First published October 2009
Business Intelligence Associates, Inc.
39 Broadway, NYC, NY 10006
NTFS is structured so that there can be a physical separation of the data that comprises a file and the properties or metadata of the file. One side-effect of this is that when a file is hashed on NTFS, only the content of the file is hashed and not necessarily the properties or metadata. For a forensics investigator using the NSRL database to reduce the number of files to review in an investigation, this creates a simple way for someone to hide data if they store information in the properties or metadata of files in the NSRL.
1. Using the NSRL
It is well-known in the forensics community that one of the biggest challenges for the forensics investigator today and in the foreseeable future is the number of files that have to be reviewed. The best tool right now that a forensics investigator has to deal with this situation is the use of a database of “known” files that can be used to identify and then remove files from the review set. The authoritative database for this is the National Software Reference Library (NSRL) maintained by the National Institute of Standards and Technology (NIST) . Ideally the NSRL can be used to identify most of the system files and many of the software applications that exist on a hard drive. The use of a hash, whether MD5 or SHA-1, not only identifies these files, but also ensures that the files have not been tampered with. These files are considered known because the NSRL is created from software received directly from the manufacturer. For example, a user would not be able to hide one of his documents by changing its name to a system file or by adding content at the end of a known file. A forensics investigator is thus able to remove a large percentage of files from a hard drive and only concentrate on ones that the user created and/or edited. 
Steganography is the “art and science of writing hidden messages in such a way that no one, apart from the sender and intended recipient, suspects the existence of the message.” The word derives from Greek and literally means “concealed writing.” 
3. NTFS Metadata
There are three places where metadata for a NTFS file can exist: the Master File Table (MFT), an Alternate Data Stream (ADS), and inside the file . The metadata contained in the MFT is “envelope” metadata, such as modified, accessed, and created (MAC) dates. Then there is the metadata that is commonly referred to as Summary Properties or just Properties. This is the metadata that can be found when you right-click on a file and choose the Summary tab, revealing fields like: Title, Subject, and Author. Depending on the file, the Properties will be contained in an ADS or inside of the file. The Properties are contained inside the file for certain file formats that support this, such as Microsoft Office files or PDF.
There are two places where this is a problem: in the MFT and in an ADS. Obviously when the metadata is contained inside of the file, the hash will change and the problem does not exist.
4. Hiding in Properties
A file in NTFS is composed of streams. Only one of those streams is the actual file and it is only this stream that is hashed. When a file has Properties, NTFS often stores them in a separate stream that is associated with the file. The association between the file is noted in the MFT. As a separate stream on disk, the size of the stream can be as large as any other file, limited only by available disk space.
This stream, or ADS, is not hashed when the file is hashed because it is technically a different file. Thus, a user can put information inside of the Comments field of a known DLL and, if the forensics investigator relies on the NSRL, he will not find it.
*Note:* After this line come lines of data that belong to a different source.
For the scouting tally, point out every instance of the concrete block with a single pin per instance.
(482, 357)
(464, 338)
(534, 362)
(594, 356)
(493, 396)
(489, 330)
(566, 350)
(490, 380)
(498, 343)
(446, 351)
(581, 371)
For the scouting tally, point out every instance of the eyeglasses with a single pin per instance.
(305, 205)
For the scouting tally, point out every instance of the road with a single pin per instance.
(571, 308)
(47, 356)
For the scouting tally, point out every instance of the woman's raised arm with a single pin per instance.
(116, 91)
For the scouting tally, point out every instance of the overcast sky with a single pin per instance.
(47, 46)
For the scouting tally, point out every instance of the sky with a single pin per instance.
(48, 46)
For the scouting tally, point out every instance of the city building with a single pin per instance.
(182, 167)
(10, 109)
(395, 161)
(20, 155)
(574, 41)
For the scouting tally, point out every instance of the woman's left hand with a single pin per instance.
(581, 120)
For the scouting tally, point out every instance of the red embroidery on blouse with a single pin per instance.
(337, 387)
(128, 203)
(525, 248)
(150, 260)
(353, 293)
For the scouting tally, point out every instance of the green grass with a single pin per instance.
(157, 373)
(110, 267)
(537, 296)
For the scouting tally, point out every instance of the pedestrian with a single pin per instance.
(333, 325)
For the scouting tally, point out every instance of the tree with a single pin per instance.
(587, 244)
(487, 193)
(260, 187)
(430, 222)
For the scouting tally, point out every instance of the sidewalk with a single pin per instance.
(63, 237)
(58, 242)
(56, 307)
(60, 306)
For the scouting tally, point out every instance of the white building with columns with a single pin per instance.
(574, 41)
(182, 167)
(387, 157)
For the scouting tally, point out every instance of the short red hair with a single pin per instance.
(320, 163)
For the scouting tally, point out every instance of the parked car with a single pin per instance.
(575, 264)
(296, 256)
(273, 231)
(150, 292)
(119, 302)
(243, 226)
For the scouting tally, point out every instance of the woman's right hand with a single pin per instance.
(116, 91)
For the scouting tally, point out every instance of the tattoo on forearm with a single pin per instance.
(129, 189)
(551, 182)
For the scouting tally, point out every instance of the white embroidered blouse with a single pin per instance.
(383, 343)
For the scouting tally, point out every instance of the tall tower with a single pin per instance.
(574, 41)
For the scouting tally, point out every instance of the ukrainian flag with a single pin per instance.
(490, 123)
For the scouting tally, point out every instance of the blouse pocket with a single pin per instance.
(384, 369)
A user, of course, could come up with more sophisticated techniques, such as spreading the information throughout the Properties of a number of files that he knew were part of the NSRL, possibly making the info contained in each one seem innocuous or erroneous if found. A simple program could be developed to read and write to these Properties in order to form a shadow file system in the Properties of known files.
5. Hiding in the MFT
A more subtle form of the problem exists using the metadata in the MFT. Manipulating the metadata in the MFT does not provide much space to work with, but a user could easily rewrite the MAC dates of a known file. A very simple program can be written that reads and writes the dates of all known files on a system. This program can be used to write dates that actually encode information for the user and could manage to store a large amount of information. The fact that the dates would be nonsensical would not occur to the forensic investigator because the files were not examined in any detail. It is even theoretically possible to create an encoding scheme that relied on dates that were not visibly erroneous. For instance, the information could just be encoded in the time portion of the dates. This is obviously an issue that extends beyond the use of the NSRL.
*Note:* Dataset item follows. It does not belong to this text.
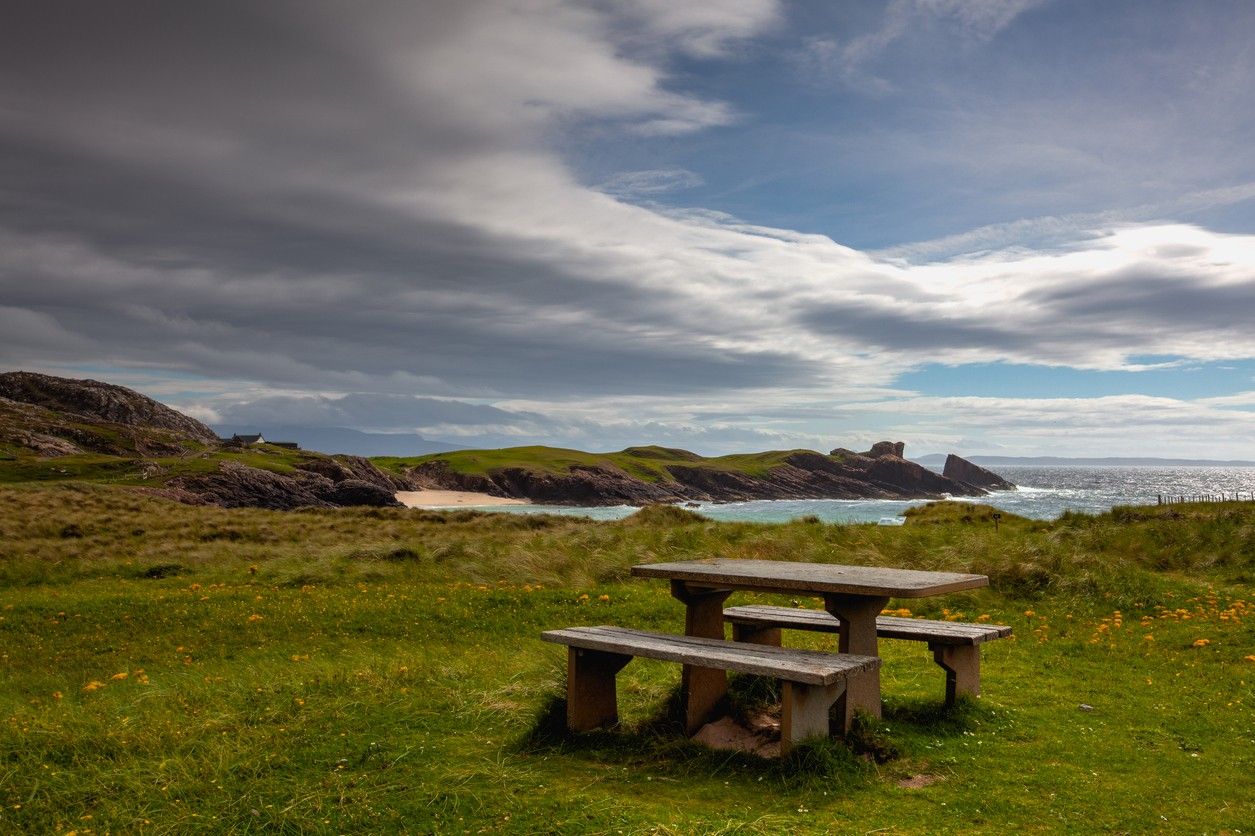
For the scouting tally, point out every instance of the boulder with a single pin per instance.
(886, 448)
The principles discussed in this paper can certainly be applied to other hash sets and other file systems. I have limited my discussion to the NSRL and NTFS because they are the most popular and offer clear issues with the way that metadata is stored and its impact on hashing.
The forensics investigator who wishes to overcome the issue of Properties stored in an ADS has to check all known file matches for Properties and only remove files that do not have Properties. Without a proper reference to what should be contained in the Properties section of a file, the investigator cannot automatically determine except through a manual process whether the Properties are actually from the software manufacturer or not.
With regards to the issue of metadata in the MFT, it is not clear how to overcome this issue.
 “Using File Hashes to Reduce Forensic Analysis”, SC Magazine, May 2002, Dan Mares.
 For more info on NTFS from a forensics perspective, see File System Forensic Analysis by Brian Carrier.